The steps to becoming a writing…cheetah?
Schedule “Writing” Time Blocks
Creating time blocks for your daily schedule allows you to reign in any propensity you may have for getting lost in the “search and go” ease of internet browsing, or becoming engrossed in phone conversations with friends for hours on in. It also encompasses more than just setting aside time to write during the week, it’s greatest benefit is that in its most disciplined execution it forces you to plan for it. Often times, procrastination can seem like sincere rationale; “I really need to trim those hedges before summer”, “Oh now I can’t because I have to pick the kids up.”, “I don’t have everything I need to get started today.” The issue is that many of us live very busy lives, which makes it easy to push things off when they’re not aligned to our immediate hierarchy of needs.
Knowing what time you’re going to write each day drives you to plan everything else around it.
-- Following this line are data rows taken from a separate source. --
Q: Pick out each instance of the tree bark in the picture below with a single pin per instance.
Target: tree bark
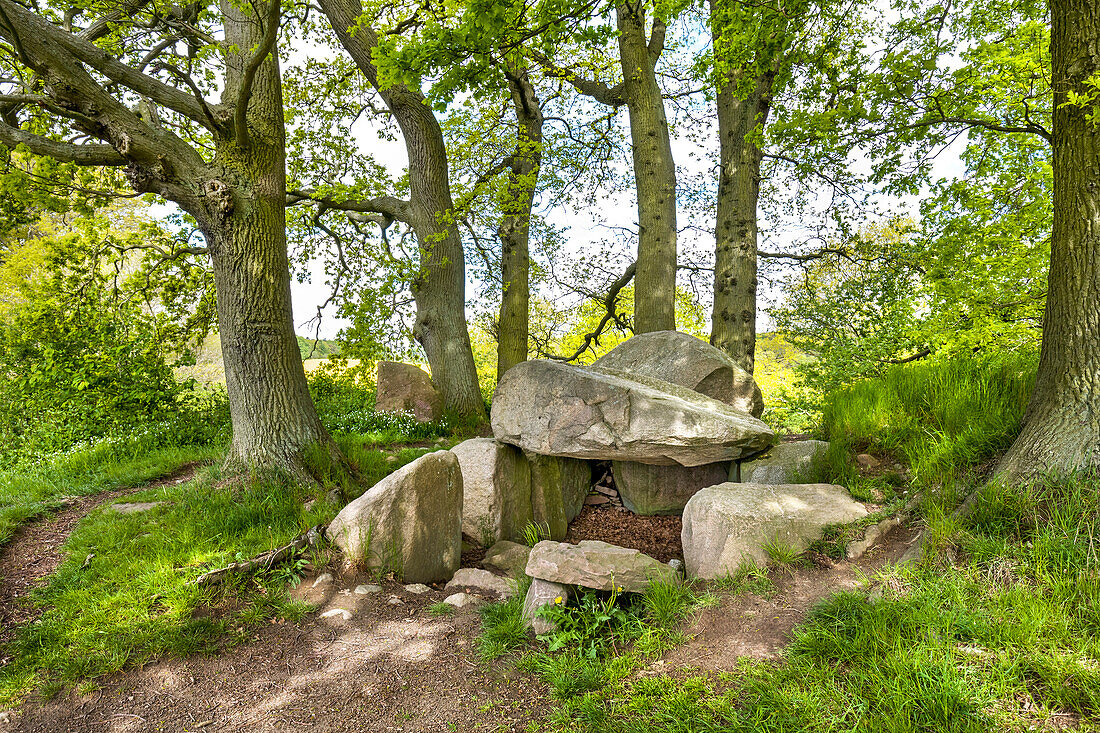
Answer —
(733, 318)
(1060, 429)
(244, 220)
(439, 286)
(655, 171)
(515, 227)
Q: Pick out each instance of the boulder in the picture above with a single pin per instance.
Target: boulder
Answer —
(548, 505)
(481, 580)
(407, 389)
(557, 409)
(653, 490)
(409, 523)
(541, 593)
(788, 462)
(496, 490)
(510, 558)
(593, 564)
(733, 523)
(688, 361)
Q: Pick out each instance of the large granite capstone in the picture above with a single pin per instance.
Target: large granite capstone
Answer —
(690, 362)
(409, 523)
(788, 462)
(557, 409)
(734, 523)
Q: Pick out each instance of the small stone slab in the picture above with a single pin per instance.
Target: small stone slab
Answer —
(460, 600)
(508, 557)
(134, 507)
(482, 580)
(593, 564)
(733, 523)
(787, 462)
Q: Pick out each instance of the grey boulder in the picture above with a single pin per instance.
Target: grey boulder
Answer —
(496, 490)
(690, 362)
(655, 490)
(409, 523)
(788, 462)
(734, 523)
(593, 564)
(507, 557)
(407, 389)
(557, 409)
(542, 593)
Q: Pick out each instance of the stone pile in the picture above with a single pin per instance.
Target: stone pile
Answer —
(671, 426)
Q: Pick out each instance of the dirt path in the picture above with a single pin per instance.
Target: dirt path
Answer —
(759, 626)
(377, 662)
(34, 551)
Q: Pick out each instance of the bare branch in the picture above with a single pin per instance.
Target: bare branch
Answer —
(85, 154)
(611, 306)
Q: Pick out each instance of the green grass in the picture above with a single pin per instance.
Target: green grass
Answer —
(1007, 638)
(132, 601)
(28, 493)
(942, 418)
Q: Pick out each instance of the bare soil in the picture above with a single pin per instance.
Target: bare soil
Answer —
(760, 626)
(383, 660)
(657, 536)
(34, 551)
(380, 662)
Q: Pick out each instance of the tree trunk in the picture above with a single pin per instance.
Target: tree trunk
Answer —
(243, 217)
(515, 227)
(655, 172)
(1062, 425)
(439, 286)
(733, 318)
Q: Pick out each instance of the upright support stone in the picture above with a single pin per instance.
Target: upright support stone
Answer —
(548, 506)
(407, 389)
(496, 487)
(657, 490)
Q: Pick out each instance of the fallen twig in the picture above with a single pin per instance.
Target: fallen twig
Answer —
(264, 560)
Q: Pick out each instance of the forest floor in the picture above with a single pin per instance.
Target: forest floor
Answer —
(385, 660)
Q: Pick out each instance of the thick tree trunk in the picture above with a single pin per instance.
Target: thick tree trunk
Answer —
(655, 172)
(1062, 426)
(733, 318)
(439, 286)
(515, 227)
(243, 216)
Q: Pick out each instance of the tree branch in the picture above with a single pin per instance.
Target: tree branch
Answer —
(611, 307)
(46, 34)
(391, 206)
(598, 90)
(86, 154)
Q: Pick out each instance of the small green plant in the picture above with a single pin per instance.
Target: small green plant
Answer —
(503, 626)
(536, 532)
(585, 625)
(782, 553)
(748, 578)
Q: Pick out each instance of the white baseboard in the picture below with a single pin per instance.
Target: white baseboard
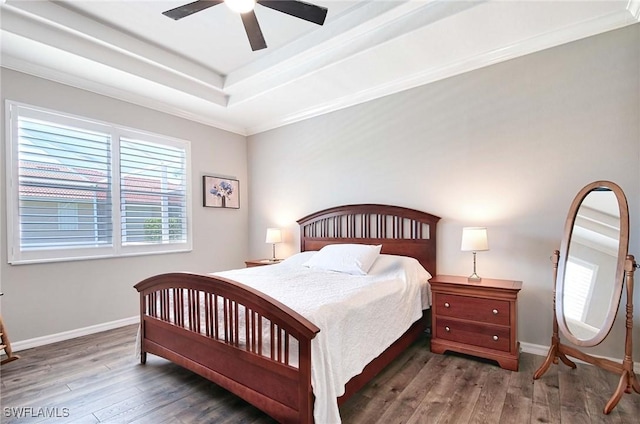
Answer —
(541, 350)
(534, 349)
(72, 334)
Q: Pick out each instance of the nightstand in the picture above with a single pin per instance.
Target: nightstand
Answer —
(261, 262)
(476, 318)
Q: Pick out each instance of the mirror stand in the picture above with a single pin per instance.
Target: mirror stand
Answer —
(628, 379)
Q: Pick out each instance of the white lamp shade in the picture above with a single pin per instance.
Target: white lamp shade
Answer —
(474, 239)
(274, 235)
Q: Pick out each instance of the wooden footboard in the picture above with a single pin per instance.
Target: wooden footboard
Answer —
(237, 337)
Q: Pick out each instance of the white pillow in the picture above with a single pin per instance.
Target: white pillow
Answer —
(348, 258)
(298, 259)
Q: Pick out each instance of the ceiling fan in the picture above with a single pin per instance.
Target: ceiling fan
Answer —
(299, 9)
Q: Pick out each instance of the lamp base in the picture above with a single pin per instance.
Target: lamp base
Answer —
(474, 278)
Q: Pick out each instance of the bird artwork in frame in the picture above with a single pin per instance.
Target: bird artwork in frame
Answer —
(219, 192)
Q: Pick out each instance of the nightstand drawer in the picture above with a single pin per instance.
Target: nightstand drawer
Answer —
(475, 334)
(488, 311)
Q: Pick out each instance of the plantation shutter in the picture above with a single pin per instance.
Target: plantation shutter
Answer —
(64, 193)
(153, 199)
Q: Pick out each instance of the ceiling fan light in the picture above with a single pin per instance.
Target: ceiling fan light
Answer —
(240, 6)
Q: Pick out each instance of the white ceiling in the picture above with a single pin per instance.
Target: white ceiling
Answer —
(202, 68)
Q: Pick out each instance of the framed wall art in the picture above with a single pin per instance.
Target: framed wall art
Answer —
(220, 192)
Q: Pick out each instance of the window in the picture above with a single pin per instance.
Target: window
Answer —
(579, 282)
(83, 189)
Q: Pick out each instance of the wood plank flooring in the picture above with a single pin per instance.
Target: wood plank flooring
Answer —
(97, 379)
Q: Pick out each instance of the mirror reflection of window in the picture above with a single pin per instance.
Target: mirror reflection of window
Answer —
(580, 280)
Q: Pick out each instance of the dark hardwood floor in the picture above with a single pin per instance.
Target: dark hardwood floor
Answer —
(97, 378)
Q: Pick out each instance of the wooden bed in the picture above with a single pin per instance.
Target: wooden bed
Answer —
(174, 316)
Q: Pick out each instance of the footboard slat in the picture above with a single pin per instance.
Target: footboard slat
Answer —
(217, 328)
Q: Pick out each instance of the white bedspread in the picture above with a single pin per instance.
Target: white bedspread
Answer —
(358, 316)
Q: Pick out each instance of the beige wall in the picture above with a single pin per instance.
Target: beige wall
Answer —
(506, 147)
(45, 299)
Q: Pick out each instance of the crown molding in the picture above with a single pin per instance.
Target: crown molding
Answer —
(544, 41)
(634, 8)
(38, 36)
(117, 93)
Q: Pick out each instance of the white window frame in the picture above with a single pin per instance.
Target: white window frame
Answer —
(17, 256)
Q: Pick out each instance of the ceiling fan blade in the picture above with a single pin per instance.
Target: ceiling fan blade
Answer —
(251, 26)
(299, 9)
(191, 8)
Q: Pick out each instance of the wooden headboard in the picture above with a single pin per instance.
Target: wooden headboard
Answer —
(400, 231)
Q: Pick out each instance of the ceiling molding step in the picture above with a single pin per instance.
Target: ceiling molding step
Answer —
(575, 32)
(29, 68)
(332, 50)
(56, 25)
(292, 55)
(634, 8)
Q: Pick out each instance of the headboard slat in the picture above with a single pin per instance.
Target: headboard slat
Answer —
(401, 231)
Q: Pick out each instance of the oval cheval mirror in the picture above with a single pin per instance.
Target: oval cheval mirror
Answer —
(590, 271)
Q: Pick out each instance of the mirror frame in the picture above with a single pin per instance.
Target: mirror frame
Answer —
(623, 246)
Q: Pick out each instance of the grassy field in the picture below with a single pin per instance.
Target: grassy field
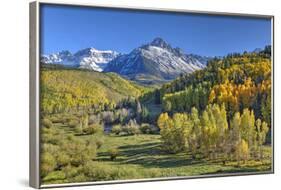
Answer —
(141, 156)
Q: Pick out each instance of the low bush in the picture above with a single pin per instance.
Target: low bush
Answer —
(48, 164)
(113, 153)
(99, 142)
(93, 129)
(47, 123)
(145, 128)
(116, 129)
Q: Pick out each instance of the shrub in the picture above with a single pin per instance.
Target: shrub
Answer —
(93, 129)
(132, 128)
(48, 164)
(96, 171)
(99, 143)
(71, 171)
(116, 129)
(113, 153)
(47, 123)
(63, 159)
(55, 175)
(145, 128)
(73, 123)
(79, 151)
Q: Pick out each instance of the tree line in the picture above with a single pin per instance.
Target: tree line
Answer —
(211, 135)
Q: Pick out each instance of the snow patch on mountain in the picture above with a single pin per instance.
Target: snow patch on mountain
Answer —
(89, 58)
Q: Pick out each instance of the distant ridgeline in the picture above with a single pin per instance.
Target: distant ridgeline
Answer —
(237, 80)
(67, 89)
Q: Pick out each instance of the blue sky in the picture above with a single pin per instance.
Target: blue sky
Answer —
(74, 28)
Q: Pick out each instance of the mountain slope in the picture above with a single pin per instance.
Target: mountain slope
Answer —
(156, 60)
(89, 58)
(64, 89)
For example, if you know that you like to snack while writing, be sure to go to the market days before so that you won’t have to stare at the fridge for several minutes or be tempted to cook “quick meal”. Or, if you require absolute quiet without disturbances when writing, try scheduling a block in the evening once the kids are asleep. It all comes down to planning. Which leads us further into the next point.
Create A Skeleton
There’s nothing more de-motivating than staring at a computer screen for minutes trying to find one single word to type. It helps to know what you want to talk about and having a list of topics makes this easier. Try jotting down ideas for topics as they come to you throughout the day. We all have a constant stream of consciousness flowing through our minds every day, and catching random ideas in the moment can come in handy.
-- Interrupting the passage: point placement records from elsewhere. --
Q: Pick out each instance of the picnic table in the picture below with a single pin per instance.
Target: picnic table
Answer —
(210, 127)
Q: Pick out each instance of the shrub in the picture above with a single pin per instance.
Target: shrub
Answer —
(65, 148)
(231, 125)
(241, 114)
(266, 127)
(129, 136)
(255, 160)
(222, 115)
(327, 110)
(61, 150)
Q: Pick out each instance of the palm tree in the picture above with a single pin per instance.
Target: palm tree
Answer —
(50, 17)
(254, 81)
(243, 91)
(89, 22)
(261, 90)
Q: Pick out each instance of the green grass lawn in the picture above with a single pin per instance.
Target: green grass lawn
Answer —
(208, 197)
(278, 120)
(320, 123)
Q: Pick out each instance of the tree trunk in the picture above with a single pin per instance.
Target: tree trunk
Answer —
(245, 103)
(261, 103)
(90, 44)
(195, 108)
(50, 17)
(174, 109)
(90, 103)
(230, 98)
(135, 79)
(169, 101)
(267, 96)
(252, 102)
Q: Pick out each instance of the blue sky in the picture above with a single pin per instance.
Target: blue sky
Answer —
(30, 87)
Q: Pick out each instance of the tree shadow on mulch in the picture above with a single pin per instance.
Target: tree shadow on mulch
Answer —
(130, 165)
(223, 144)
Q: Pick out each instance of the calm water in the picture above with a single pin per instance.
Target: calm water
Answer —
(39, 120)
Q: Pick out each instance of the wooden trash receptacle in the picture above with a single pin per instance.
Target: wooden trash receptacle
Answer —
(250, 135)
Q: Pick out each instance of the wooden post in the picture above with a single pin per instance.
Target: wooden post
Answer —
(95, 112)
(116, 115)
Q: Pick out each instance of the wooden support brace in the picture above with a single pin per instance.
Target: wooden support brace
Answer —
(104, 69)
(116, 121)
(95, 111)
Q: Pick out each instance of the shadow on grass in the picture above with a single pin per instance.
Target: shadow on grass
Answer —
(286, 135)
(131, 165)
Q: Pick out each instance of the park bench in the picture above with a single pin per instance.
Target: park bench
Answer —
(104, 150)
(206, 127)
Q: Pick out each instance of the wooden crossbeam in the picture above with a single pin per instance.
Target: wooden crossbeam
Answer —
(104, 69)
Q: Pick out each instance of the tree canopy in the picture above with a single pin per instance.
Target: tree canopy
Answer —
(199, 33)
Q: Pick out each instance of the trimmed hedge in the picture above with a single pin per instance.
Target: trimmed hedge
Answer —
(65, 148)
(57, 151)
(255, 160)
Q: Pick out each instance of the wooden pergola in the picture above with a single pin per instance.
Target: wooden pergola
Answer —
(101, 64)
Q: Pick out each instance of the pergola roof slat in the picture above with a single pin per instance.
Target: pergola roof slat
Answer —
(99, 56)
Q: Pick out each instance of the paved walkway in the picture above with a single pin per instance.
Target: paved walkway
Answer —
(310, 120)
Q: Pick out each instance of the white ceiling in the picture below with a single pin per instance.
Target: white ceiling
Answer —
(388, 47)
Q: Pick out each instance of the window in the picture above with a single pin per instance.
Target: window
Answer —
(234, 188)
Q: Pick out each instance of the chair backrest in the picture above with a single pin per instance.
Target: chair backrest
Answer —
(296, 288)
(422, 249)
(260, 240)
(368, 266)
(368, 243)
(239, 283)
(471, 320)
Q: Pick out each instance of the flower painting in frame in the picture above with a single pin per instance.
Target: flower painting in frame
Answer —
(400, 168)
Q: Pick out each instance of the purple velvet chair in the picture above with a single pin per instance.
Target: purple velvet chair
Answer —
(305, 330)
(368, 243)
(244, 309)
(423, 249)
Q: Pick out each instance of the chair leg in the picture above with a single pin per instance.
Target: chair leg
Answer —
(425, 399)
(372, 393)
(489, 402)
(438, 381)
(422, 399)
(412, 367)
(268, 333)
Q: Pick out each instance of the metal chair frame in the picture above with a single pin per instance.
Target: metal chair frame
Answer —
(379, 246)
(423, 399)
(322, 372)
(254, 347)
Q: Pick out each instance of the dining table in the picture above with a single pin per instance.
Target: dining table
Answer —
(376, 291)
Once you have your topic, create an outline which consists of an intro, body, and summary. For the body, which of course is the largest chunk, try breaking it down into different points to help flesh it out. Consider different angles such as: addressing various aspects of your subject, how it may affect different people, any history behind it, various arguments for or against it, and/or why you think it’s important to write about.
This, is your template (aka the “skeleton”) for fleshing out your ideas, and gives you an outline to work instead of just free-writing from your stream of consciousness.
Write Every Freakin Day
Even if its just 250 words. Becoming a more efficient writer is a skill set that must be honed just like any other skill, so managing your expectations will serve you greatly-especially in the beginning. Get accustomed to your process of writing:
- Removing distractions
- Setting up your writing space
- Playing some mood music (for some of us) or setting up any type of white noise background
- Finding your way to your computer and getting into a mental space where you can transform your thoughts into cohesive, written transcriptions of your ideas.
Writing is in fact a PROCESS. That being stated, it can definitely seem as though you’re struggling to find the right topics and ideas in the beginning, but sure enough the more you do it, the more comfortable and fluent you’ll become with your brainstorming process.
Anyone can become a writer, the question is are they willing to put in the work?